The judge [in the Dover, PA, case] notes that nothing in Darwin forecloses religious belief. Intelligent design, on the contrary, seems to me to be anti-faith.

One of the best definitions of Christian faith is attributed to St. Paul, who called it "the substance of things hoped for, the evidence of things not seen." At every Mass, Roman Catholics around the world "proclaim the mystery of faith." There is no need to have faith in something that can be touched, measured, quantified, predicted; no need for faith in something that can be seen if only we build a big enough telescope or a sensitive enough electron microscope.
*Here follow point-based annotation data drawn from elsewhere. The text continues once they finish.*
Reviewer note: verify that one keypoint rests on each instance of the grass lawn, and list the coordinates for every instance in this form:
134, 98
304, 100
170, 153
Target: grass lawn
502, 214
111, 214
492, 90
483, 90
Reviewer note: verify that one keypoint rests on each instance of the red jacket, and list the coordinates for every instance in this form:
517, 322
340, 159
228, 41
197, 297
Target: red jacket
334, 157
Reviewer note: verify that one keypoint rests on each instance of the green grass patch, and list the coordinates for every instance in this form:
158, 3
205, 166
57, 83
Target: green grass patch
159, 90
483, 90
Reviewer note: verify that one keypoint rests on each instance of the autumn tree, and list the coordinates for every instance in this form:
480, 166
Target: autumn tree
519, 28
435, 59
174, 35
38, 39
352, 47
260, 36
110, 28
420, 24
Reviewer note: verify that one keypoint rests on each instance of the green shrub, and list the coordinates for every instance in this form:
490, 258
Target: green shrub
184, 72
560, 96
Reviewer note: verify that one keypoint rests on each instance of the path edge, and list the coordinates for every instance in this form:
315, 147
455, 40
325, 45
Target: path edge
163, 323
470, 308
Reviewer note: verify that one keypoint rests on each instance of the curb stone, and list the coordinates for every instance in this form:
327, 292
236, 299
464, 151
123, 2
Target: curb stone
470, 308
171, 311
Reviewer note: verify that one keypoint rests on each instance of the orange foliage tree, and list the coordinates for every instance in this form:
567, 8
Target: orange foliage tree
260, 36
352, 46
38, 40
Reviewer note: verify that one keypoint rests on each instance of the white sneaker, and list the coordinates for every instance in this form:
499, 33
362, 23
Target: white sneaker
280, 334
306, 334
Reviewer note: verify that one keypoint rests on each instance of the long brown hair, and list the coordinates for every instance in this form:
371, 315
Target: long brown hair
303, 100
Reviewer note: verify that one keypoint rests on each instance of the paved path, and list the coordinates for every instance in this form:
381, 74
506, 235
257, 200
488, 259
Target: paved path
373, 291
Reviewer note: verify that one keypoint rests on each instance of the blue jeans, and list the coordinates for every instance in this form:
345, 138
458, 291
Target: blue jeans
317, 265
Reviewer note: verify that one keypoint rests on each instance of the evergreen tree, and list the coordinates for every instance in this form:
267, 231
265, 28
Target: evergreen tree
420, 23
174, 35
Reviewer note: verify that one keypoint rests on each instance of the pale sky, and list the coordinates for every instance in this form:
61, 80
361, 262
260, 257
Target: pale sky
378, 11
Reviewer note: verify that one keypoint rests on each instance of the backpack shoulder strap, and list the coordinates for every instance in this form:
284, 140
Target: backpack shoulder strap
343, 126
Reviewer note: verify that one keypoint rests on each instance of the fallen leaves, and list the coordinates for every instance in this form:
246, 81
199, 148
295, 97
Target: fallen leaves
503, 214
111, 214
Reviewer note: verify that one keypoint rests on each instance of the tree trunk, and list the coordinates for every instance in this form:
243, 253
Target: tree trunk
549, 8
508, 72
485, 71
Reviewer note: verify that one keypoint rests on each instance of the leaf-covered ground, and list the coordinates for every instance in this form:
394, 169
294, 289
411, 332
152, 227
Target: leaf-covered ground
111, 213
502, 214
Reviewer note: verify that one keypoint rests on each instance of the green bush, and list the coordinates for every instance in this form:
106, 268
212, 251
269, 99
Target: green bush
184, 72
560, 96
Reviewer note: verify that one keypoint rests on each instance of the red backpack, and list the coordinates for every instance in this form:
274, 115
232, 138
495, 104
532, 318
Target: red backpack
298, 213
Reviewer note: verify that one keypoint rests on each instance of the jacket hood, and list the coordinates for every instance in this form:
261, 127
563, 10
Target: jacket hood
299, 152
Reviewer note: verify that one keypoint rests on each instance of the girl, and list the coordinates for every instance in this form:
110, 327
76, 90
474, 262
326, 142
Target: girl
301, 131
What would be the posture of a believer toward a God who could be seen? It might be adoration, I suppose, or obeisance, but it wouldn't be faith as believers since St. Paul have understood it. Faith requires mystery. Faith requires a leap.

Exactly. And as a person who believes that God is real, I am just as inclined to oppose the movement to teach "intelligent design" in public schools on religious grounds as I am to oppose it on the grounds that it violates the separation between church and state. I agree with Robinson that it isn't even possible to prove the existence of God -- and I'm glad.

There is a famous quote: "Doubt is the essence of faith." I don't know the origin of this aphorism, but it's true. The very meaning of the word "faith" implies a lack of certainty. If God's existence could be proved, religious faith would be impossible. That would be a loss I would never want to experience.